The plaza is also important as being the site of three horrific events in Mexican history. It was here that on August 13, 1521 the Aztecs made their final stand against the Spanish army led by Hernan Cortes. It is said that 40,000 Aztecs died in the desperate struggle and their bodies clogged the local canals for days afterward. The battle is memorialized in the plaza by a plaque which reads in part, "Neither a victory nor a defeat, but the painful moment of birth of the Mexico of today, of a race of Mestizos". With that day came the end of the pre-Columbian era in Mexican history.

The second tragedy occurred on 20 October 1968 when Mexican soldiers, equipped with tanks and machine guns, fired into a crowd of 14,000 unarmed students who were staging a protest against spending on the 1968 Summer Olympics being held in Mexico City. The government admitted to killing between 30 and 40 students there, but more reliable reports put the number in the hundreds. A huge monument at the site lists the names and ages of some of the students who fell that day.
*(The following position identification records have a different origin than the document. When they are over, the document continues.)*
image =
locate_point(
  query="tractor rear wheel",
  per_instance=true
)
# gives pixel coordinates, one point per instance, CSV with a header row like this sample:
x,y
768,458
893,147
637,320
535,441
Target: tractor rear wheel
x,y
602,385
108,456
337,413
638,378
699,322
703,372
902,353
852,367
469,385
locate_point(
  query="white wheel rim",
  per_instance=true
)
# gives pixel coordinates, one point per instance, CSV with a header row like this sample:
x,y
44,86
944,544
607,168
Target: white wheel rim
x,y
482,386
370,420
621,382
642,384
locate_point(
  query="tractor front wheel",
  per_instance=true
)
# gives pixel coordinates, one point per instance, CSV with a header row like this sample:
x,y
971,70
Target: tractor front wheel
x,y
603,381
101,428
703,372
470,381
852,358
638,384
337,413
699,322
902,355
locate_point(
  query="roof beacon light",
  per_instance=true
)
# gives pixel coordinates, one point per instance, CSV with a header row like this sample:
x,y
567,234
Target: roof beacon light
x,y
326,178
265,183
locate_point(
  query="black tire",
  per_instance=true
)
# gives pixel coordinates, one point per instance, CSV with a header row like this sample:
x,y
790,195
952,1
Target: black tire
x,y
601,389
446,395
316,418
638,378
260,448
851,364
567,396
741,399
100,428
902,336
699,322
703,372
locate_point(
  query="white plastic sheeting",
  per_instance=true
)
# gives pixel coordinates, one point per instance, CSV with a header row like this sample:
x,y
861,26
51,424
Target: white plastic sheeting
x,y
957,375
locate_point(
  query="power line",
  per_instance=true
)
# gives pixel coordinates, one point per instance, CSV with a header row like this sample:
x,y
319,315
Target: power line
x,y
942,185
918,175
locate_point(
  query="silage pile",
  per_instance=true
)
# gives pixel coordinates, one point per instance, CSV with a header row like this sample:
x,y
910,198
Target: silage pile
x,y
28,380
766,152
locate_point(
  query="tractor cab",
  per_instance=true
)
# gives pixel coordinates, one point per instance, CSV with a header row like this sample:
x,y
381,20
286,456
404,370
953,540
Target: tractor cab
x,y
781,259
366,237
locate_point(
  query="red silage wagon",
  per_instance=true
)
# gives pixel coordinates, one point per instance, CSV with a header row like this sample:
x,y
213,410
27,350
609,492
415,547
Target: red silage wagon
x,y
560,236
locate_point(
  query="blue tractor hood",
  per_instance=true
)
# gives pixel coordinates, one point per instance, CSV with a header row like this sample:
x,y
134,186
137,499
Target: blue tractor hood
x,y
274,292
The plaza was the site of more bloodshed on September 19, 1985 when a massive early morning earthquake caused a modern building adjacent to the plaza to collapse. For days thereafter tents were erected on the plaza as temporary shelter for some of those left homeless by the quake. The earthquake, which affected Mexico City and parts of the surrounding states, left at least 8,000 dead.

I left teary-eyed at all of the suffering that occurred on that one plaza.